A Simferopol, les russophones divisés sur l’avenir de la Crimée

Le référendum du 16 mars continue de diviser les Criméens. Au sein de la communauté russophone, certains se disent favorables au rattachement à la Russie, ils tiennent désormais le haut du pavé, et contrôlent tous les leviers politiques de la péninsule. Mais d’autres se disent souvent perplexes et même inquiets face au projet séparatiste.

Avec nos envoyés spéciaux à Simferopol, Daniel Vallot et Richard Riffonneau

Ils sont russophones, pro-russes et bien souvent nostalgiques de l’Union soviétique. Dans le camp pro-russe, c’est la frange la plus radicale de la mouvance séparatiste qui s’est emparée du pouvoir le 27 février, dans la confusion qui a suivi la chute de Vitkor Ianoukovitch. Et ce sont ces militants jusqu’au-boutistes que l’on retrouve, la plupart du temps, dans les rassemblements pro-russes et parmi ces milices « d’auto-défense » qui entourent désormais, les bâtiments publics de Crimée. « Pour moi, la Crimée n’a rien à voir avec l’Europe ou avec l’Ukraine, explique Anna, la cinquantaine, un ruban aux couleurs du drapeau russe dans les cheveux. Et depuis la fin de l’Union soviétique j’ai l’impression de vivre en territoire occupé… Je sais que ça peut paraître excessif de dire ça, mais c’est ce que je pense ».

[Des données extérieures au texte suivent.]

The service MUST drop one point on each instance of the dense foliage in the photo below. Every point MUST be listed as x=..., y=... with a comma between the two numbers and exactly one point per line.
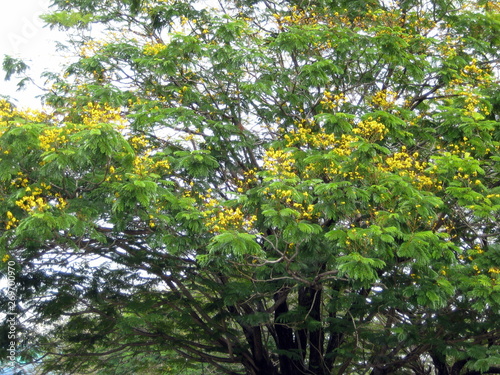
x=264, y=187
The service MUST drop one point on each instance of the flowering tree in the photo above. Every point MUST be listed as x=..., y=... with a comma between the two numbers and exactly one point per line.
x=264, y=187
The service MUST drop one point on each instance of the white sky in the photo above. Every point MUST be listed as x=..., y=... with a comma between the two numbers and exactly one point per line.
x=23, y=35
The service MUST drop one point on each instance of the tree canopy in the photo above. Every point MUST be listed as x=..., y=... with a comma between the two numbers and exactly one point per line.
x=260, y=187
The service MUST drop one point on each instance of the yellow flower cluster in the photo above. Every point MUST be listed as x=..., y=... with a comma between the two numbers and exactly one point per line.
x=219, y=218
x=479, y=75
x=96, y=113
x=371, y=130
x=305, y=136
x=9, y=114
x=21, y=181
x=299, y=202
x=384, y=99
x=153, y=49
x=331, y=101
x=279, y=163
x=138, y=142
x=408, y=165
x=91, y=47
x=33, y=202
x=11, y=221
x=250, y=179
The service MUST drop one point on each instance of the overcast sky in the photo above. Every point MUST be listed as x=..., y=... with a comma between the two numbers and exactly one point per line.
x=22, y=35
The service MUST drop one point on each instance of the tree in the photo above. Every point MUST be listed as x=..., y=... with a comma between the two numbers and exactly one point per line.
x=265, y=187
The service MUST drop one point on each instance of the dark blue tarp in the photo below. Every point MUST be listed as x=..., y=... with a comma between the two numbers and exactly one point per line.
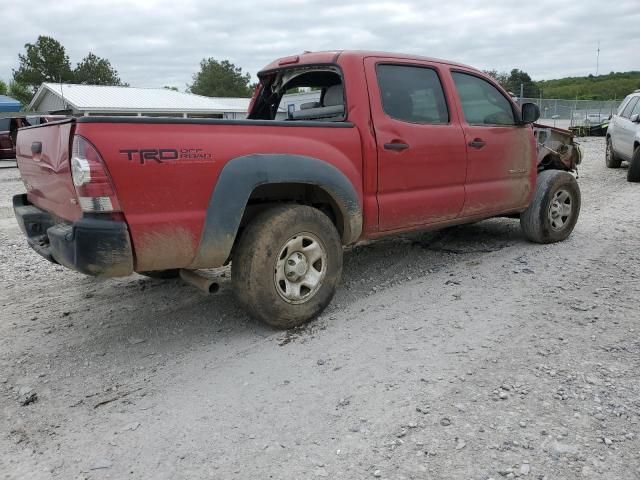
x=8, y=104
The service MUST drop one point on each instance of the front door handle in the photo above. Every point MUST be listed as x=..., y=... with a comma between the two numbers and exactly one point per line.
x=477, y=143
x=396, y=146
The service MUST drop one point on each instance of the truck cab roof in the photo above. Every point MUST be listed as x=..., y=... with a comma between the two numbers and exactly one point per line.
x=332, y=56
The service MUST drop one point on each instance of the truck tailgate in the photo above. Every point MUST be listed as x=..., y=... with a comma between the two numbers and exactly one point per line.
x=43, y=156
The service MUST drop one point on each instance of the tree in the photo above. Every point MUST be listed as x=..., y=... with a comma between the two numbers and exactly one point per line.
x=20, y=92
x=44, y=61
x=518, y=77
x=220, y=79
x=93, y=70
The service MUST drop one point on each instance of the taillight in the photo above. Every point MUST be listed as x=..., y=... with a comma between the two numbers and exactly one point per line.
x=91, y=179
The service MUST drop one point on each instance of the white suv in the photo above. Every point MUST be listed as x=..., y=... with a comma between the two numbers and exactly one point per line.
x=623, y=137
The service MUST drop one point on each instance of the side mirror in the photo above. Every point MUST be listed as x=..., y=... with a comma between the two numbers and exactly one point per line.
x=530, y=112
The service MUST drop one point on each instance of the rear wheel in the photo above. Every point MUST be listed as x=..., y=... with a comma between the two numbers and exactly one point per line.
x=287, y=265
x=633, y=174
x=554, y=210
x=611, y=159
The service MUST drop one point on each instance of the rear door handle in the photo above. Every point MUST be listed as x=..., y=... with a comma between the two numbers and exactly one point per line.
x=477, y=143
x=396, y=146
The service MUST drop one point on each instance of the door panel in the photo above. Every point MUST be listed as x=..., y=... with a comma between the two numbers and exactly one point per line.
x=421, y=151
x=625, y=130
x=501, y=154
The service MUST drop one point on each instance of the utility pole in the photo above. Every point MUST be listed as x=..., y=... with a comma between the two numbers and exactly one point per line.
x=521, y=93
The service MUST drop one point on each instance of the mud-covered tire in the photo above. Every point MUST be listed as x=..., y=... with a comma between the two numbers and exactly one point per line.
x=610, y=157
x=633, y=174
x=554, y=210
x=274, y=241
x=162, y=274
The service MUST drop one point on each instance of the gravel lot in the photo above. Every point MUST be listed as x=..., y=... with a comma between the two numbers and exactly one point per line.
x=464, y=354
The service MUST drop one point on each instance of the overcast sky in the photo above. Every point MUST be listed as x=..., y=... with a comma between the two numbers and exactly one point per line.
x=155, y=43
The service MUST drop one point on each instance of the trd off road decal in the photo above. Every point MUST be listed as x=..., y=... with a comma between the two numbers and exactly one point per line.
x=162, y=155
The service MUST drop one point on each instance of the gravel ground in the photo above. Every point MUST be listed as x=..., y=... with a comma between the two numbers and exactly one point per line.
x=464, y=354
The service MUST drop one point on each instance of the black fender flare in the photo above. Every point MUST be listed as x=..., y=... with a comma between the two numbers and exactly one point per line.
x=241, y=175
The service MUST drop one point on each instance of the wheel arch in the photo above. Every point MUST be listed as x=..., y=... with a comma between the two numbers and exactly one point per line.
x=261, y=179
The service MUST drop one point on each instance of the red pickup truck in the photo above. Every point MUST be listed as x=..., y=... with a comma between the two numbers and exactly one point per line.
x=395, y=143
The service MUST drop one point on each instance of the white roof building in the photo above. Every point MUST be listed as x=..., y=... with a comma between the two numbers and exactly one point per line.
x=109, y=100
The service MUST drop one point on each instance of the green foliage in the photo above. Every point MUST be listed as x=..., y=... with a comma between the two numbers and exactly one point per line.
x=43, y=61
x=46, y=60
x=20, y=92
x=512, y=81
x=516, y=79
x=613, y=86
x=93, y=70
x=220, y=79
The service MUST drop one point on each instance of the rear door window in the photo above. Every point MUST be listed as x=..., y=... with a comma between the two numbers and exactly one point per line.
x=482, y=103
x=629, y=108
x=636, y=109
x=412, y=94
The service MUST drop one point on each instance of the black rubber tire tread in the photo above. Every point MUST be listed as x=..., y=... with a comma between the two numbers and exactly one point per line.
x=615, y=161
x=534, y=221
x=162, y=274
x=254, y=259
x=633, y=174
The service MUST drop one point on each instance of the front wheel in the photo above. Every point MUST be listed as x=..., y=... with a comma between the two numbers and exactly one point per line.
x=287, y=265
x=611, y=160
x=554, y=210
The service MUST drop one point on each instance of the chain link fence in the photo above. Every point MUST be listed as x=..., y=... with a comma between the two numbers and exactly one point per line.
x=569, y=113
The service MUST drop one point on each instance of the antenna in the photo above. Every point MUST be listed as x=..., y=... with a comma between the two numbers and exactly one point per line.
x=64, y=104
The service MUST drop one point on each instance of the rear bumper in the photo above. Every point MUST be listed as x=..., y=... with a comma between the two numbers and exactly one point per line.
x=90, y=246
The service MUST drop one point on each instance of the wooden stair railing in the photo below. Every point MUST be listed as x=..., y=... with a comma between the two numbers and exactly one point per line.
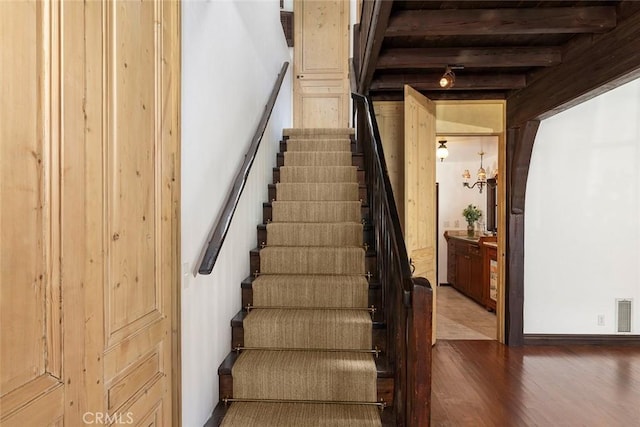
x=210, y=252
x=407, y=300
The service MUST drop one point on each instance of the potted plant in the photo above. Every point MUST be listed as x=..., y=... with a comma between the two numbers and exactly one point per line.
x=472, y=214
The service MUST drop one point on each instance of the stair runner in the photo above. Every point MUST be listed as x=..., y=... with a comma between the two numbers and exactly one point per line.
x=307, y=343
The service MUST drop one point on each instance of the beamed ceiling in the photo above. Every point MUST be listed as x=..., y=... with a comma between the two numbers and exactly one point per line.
x=504, y=47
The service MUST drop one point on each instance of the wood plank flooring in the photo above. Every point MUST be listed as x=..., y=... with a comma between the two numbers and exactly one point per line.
x=460, y=318
x=484, y=383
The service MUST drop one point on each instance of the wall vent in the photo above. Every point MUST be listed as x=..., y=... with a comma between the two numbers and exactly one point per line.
x=623, y=315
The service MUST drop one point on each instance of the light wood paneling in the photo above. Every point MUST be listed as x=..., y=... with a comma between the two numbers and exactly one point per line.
x=320, y=69
x=390, y=118
x=134, y=173
x=88, y=194
x=420, y=187
x=30, y=337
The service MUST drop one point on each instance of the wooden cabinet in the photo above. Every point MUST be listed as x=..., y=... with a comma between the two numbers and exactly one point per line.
x=490, y=264
x=468, y=269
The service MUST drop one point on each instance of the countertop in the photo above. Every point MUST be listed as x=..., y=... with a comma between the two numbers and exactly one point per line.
x=462, y=235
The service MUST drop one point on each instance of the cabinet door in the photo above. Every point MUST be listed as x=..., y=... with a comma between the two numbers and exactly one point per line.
x=462, y=271
x=451, y=262
x=476, y=278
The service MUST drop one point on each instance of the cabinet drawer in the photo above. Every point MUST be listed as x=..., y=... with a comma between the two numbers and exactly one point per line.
x=473, y=250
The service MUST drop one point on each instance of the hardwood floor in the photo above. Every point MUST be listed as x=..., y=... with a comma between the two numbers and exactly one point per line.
x=484, y=383
x=460, y=318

Pour les militants pro-russes les plus radicaux, la Crimée pouvait rester au sein de l’Ukraine tant que celle-ci faisait partie de l’Union soviétique, et qu’elle se trouvait de facto dans l’orbite politique de la Russie. A partir de 1991, et de l’effondrement de l’URSS, les séparatistes de Crimée ont donc commencé à donner de la voix, sans trouver un écho réel au sein de la population. C’est la Révolution orange, en 2004, puis celle de Maïdan, dix ans plus tard, qui a donné un nouvel élan au projet de rattachement à la Russie. « Moi j’ai peur de ce qui s’est passé à Kiev, avec la révolution de Maidan, raconte Tatiana, venue manifester devant le Parlement avec un groupe d’amis. Et ici en Crimée, nous ne voulons pas de Maïdan : ils veulent nous empêcher de parler russe, d’avoir la télé en russe. La Russie, nous lui avons demandé de nous aider : nous sommes très contents qu’elle soit intervenue, et qu’elle prenne en main le destin de la Crimée ! ».

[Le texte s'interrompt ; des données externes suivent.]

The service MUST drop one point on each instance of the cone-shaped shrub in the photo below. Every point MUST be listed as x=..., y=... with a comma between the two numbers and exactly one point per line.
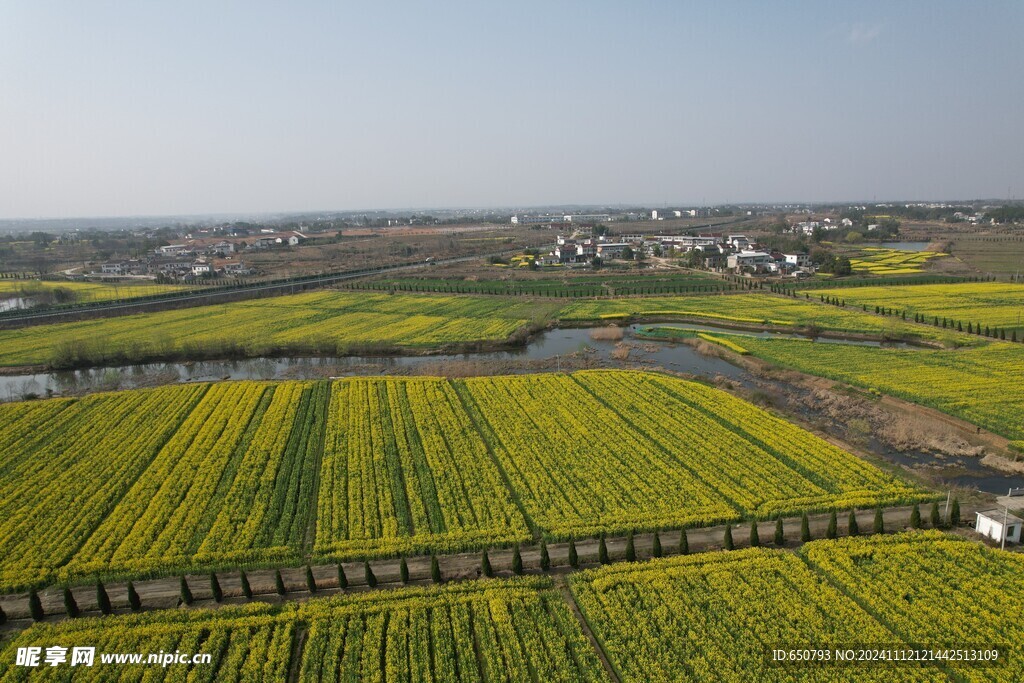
x=134, y=601
x=310, y=580
x=36, y=606
x=218, y=595
x=103, y=600
x=485, y=568
x=71, y=607
x=435, y=569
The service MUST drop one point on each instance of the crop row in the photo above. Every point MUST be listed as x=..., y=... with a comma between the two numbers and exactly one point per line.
x=324, y=322
x=716, y=616
x=152, y=481
x=499, y=631
x=992, y=304
x=720, y=616
x=980, y=385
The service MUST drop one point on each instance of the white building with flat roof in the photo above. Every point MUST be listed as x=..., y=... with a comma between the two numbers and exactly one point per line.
x=999, y=525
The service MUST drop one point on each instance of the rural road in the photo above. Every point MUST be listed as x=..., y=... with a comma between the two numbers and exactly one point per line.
x=165, y=593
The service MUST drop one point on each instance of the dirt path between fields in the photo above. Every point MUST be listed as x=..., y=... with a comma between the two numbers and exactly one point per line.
x=165, y=593
x=569, y=599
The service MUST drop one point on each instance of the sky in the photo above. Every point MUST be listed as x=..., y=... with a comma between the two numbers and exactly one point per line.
x=147, y=108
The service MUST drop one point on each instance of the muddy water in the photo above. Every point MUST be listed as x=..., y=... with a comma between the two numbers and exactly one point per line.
x=552, y=346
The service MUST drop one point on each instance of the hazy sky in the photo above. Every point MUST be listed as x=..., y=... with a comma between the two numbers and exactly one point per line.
x=142, y=107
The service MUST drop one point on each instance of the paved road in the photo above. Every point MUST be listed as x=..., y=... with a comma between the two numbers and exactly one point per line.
x=165, y=593
x=235, y=294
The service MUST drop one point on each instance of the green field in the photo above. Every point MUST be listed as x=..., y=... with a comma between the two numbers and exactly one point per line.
x=753, y=308
x=570, y=285
x=342, y=323
x=325, y=322
x=712, y=616
x=154, y=481
x=981, y=385
x=68, y=292
x=719, y=615
x=881, y=261
x=496, y=631
x=992, y=304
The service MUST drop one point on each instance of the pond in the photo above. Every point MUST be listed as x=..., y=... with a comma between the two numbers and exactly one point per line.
x=553, y=345
x=15, y=303
x=778, y=335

« Vivre dans un pays libre »

Mais tous les russophones de Crimée ne souhaitent pas quitter l’Ukraine, bien au contraire. Dès que l’on s’éloigne des rassemblements pro-russes, c’est un discours bien différent que l’on entend dans les rues de Simferopol. Un discours prudent, timide souvent, car les milices pro-russes qui se sont emparées de la rue depuis le 27 février effraient nombre d’habitants de Simferopol. Couronnes de fleurs dans les cheveux, drapeau ukrainien autour des épaules, Natalia refuse, elle, de se laisser impressionner. « Moi, je suis une russophone de Crimée, et je veux vivre dans une Ukraine libre. Je crois qu’avec ce qui s’est passé à Maïdan, nous avons la possibilité de bâtir une société démocratique. Mais avec la Russie, je ne pense pas que ce soit possible : je ne crois pas qu’en Russie nous aurions les mêmes droits et le même avenir ».

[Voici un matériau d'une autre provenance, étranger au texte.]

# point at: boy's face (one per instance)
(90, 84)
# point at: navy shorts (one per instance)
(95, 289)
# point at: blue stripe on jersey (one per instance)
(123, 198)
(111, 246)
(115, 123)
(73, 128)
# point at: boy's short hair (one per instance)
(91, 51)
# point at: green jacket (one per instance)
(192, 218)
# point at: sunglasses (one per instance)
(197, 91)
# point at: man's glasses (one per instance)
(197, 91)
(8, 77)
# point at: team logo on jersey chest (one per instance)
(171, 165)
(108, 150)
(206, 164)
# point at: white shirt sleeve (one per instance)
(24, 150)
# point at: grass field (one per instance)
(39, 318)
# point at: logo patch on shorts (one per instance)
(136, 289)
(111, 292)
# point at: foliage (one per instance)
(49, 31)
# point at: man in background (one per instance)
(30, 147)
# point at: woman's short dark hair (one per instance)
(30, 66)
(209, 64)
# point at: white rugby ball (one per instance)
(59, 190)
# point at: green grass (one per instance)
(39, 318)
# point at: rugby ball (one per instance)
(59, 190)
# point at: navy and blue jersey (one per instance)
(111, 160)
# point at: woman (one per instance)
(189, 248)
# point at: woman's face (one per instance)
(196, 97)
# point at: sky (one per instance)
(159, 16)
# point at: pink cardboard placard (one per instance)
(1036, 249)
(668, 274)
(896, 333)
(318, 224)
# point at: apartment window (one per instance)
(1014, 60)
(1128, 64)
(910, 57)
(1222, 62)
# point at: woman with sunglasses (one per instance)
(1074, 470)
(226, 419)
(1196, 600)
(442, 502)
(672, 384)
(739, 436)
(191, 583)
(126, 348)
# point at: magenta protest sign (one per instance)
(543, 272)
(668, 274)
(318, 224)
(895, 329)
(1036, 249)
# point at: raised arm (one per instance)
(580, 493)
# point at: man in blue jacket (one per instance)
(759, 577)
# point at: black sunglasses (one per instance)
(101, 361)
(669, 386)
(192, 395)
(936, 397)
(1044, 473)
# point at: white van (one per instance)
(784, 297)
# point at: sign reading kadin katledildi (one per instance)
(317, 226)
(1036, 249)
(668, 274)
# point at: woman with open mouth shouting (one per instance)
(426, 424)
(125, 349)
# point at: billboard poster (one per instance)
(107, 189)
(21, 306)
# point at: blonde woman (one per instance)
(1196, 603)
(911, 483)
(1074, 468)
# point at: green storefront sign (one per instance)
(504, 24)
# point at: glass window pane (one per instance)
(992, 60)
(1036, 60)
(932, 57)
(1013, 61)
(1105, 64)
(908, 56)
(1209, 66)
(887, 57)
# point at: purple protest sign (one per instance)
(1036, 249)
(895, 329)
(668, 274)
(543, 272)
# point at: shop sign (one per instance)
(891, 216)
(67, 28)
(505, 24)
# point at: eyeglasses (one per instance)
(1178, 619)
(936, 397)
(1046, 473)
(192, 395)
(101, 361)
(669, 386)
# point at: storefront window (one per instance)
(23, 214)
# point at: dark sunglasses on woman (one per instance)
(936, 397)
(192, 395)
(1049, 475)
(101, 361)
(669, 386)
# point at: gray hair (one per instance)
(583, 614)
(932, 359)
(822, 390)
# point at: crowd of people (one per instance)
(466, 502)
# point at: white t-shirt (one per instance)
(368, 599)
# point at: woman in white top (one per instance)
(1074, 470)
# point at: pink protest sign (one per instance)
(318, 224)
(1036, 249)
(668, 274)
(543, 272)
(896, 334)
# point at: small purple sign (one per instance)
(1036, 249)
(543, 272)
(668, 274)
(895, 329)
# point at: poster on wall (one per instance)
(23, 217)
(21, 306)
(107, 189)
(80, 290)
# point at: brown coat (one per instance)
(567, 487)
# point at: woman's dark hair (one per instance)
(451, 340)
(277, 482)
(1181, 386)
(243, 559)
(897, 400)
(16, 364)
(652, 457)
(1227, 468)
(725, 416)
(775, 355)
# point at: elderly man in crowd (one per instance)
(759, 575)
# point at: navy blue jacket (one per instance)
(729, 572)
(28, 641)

à (re)lire: Journée de manifestations en Ukraine

Avec l’appui de la minorité ukrainienne, et celui des Tatars de Crimée, farouchement opposés au rattachement à la Russie, les russophones pro-Ukraine s’estiment majoritaires au sein de la population de Crimée. Mais la plupart d’entre eux s’apprêtent à boycotter le référendum du 16 mars, ouvrant ainsi un boulevard à leurs adversaires pro-russes. « Ce référendum a été décidé par un Parlement qui n’a aucune légitimité politique, sous la pression des armes, explique Sergeï, rencontré dans un rassemblement pro-Ukraine. Y participer, ce serait gravissime, car cela reviendrait à dire que nous reconnaissons ce nouveau pouvoir, et la validité de ses décisions ». Le camp pro-Ukraine mise donc sur une abstention massive, le 16 mars prochain, pour ôter toute légitimité à ce référendum « illégal et illégitime ».